# Learning to fish



## angus 1 (Jan 14, 2007)

Just learning to fish. My daughter who is 16 bought a boat from an elderly gentleman last fall. She said I work to much and gave it to me as a gift. I'm truely scared of water but I'm trying. I live only 4 miles from lake Darling. My youngest daughter (12) and I have been over there twice now and have caught nothing. I know nothing about fishing, nothing! Where do I start? I have a few old poles that my grandpa once used and a few other odds and ends. I really want to do this , the times we have been over there have been pretty fun but would really help if we caught something, even a small one. Any suggestions or tips would be greatly appreciated. :-?


----------



## nodakoutdoors.com (Feb 27, 2002)

There are a lot of walleye articles in the walleye section:

http://www.nodakoutdoors.com/walleye-fishing/

I can't say I have Lake Darling experience but with a drop in the Sakakawea forage base there will be a lot of hungry walleyes this spring/summer/fall. Look into the articles on using jigs and live bait rigs. Get some 1/2 oz. to 1 oz. bottom bouncers and some "Lindy live bait rigs" in at least 4 feet if you don't want to learn to tie your own. You'll want one-hook rigs for minnows and 2 hook rigs for worms. I prefer using ball bearing swivels when using crawler rigs so the crawler will spin. If you get down to fishing the Van Hook Arm of Lake Sakakawea it should be good all year. To eliminate the learning curve try fishing where other boats are to get a feel for the depths people are fishing.
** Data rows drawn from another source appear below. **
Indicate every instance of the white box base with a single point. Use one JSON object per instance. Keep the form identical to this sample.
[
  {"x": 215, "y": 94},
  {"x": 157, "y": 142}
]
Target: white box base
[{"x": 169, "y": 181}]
I'm sure someone will chime up with Lake Darling tips.

Good luck.


----------



## angus 1 (Jan 14, 2007)

Thanks for the sight. I've read quite a bit of it. It's all new to me , just as if it were a different language , I'll certainly keep trying and asking questions. I don't even know the difference between some of these fish but i'm sure that will come in time also. I sure wish I would have learned how to do this sometime ago so I could have shown the kids how to do it but it may be fun to learn with them . I hope they don't get to discouraged with me. Sure beats the heck out of working all the time


----------



## nodakoutdoors.com (Feb 27, 2002)

Typically walleyes can be the most challenging fish, so patience and trial and error are part of the game. If you want to get the kids involved, tie up some spinnerbaits and hit up a good pike lake. That can be a real treat. I haven't had time to hit up some of the good pike lakes but I'm sure someone could PM you if they have some ideas.


----------



## Leo Porcello (Jul 10, 2003)

Are you only interested in Walleye?


----------



## angus 1 (Jan 14, 2007)

I just want to catch a fish, I couldn't tell ya the difference between a northern or a walleye. I'd settle for a tiny sick look'n one as long as I caught something. I live on the Des Lacs River and we threw a minnow trap in and caught a few minnow's and got excited over that. I'm very serious I have NO clue when it comes to fishing. When my daughter spent here own $$ and bought me a boat it was time to start taking life serious. I cut my work load by half if not more. I took an inventory of my life and found work, money, the farm , my cattle didn't rank in the top 5 so why was I putting all of it 1st? I now spend a lot of time with my girls , who love to hunt and are trying to learn how to fish with me. I believe that if I don't take the time and spend it with my kids , when I get old they may not take the time for me . Any way sorry this got long, just wanted ya to know where I'm coming from .


----------



## Leo Porcello (Jul 10, 2003)

I know exactly where you are coming from. I sent you a PM!


----------



## njsimonson (Sep 24, 2002)

If you just want to catch fish, find a lake full of bluegills or bullheads, I guarantee you'll catch fish there! That's how I got started, Detroit Lakes for bluegills and the Sheyenne for bullheads as a kid.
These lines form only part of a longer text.